Andrew identifies himself within the context of his relationship with Isobel. He stays in love with her throughout their year apart, and he knows he can feel like himself again if she will only forgive him and take him back. However, his reliance on Isobel as a source of happiness is in direct juxtaposition with his advice to Gulliver that happiness comes from within. Andrew cannot be a good partner to Isobel until he becomes surer of his human self, so the year-long separation serves to give Andrew some perspective on what life can be without Isobel. Ultimately, the issue between him and Isobel is that while Andrew has been disguising, lying by necessity, cheating, and figuring out his own problems as a human, Isobel has been reeling in her own pressures and traumas. Because the novel is told through the first-person narration of Andrew, the reader doesn’t get access to Isobel’s thoughts. Still, the absurdity of Isobel’s situation is unfair to her, and Andrew understands that part of his love for her requires that he leave her to figure out how to live her life again. In the final paragraph of the novel, Andrew resolves to return home to Isobel. The cliffhanger allows the reader to hope for Andrew’s happiness with his family, but the not knowing mimics the randomness of the world we live in. None of us can know the future or our respective endings, just as we cannot know Andrew and Isobel’s endings.

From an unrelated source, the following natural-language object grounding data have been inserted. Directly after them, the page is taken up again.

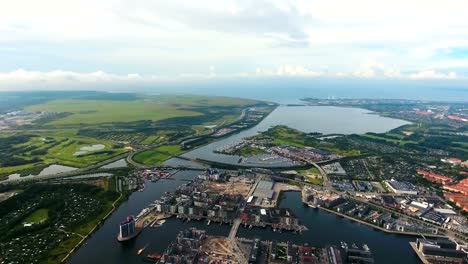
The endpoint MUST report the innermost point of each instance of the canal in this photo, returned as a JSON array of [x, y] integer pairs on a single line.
[[322, 119], [324, 229]]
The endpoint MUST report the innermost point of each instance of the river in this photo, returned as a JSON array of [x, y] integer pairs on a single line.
[[324, 229], [322, 119]]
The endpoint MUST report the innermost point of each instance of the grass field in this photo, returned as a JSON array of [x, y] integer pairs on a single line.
[[113, 122], [59, 150], [312, 176], [157, 155], [152, 108], [37, 217]]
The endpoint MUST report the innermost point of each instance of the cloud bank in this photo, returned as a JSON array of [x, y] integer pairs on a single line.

The tone shifts drastically from beginning of novel to end: What starts as a rational report ends as a philosophical journal of sorts. This development in structure and tone emphasizes Haig’s appreciation for the power of literature. Just as Andrew found pieces of himself in Emily Dickinson’s poetry, so, too, does his own expression go from scientific to literary. Science is rational, mathematics is logical, but creative expression through literature is relatable and connects across disparate cultures. This novel is about the power of potential, the importance of love, and the vital role literature plays in understanding why and how humans are what we are.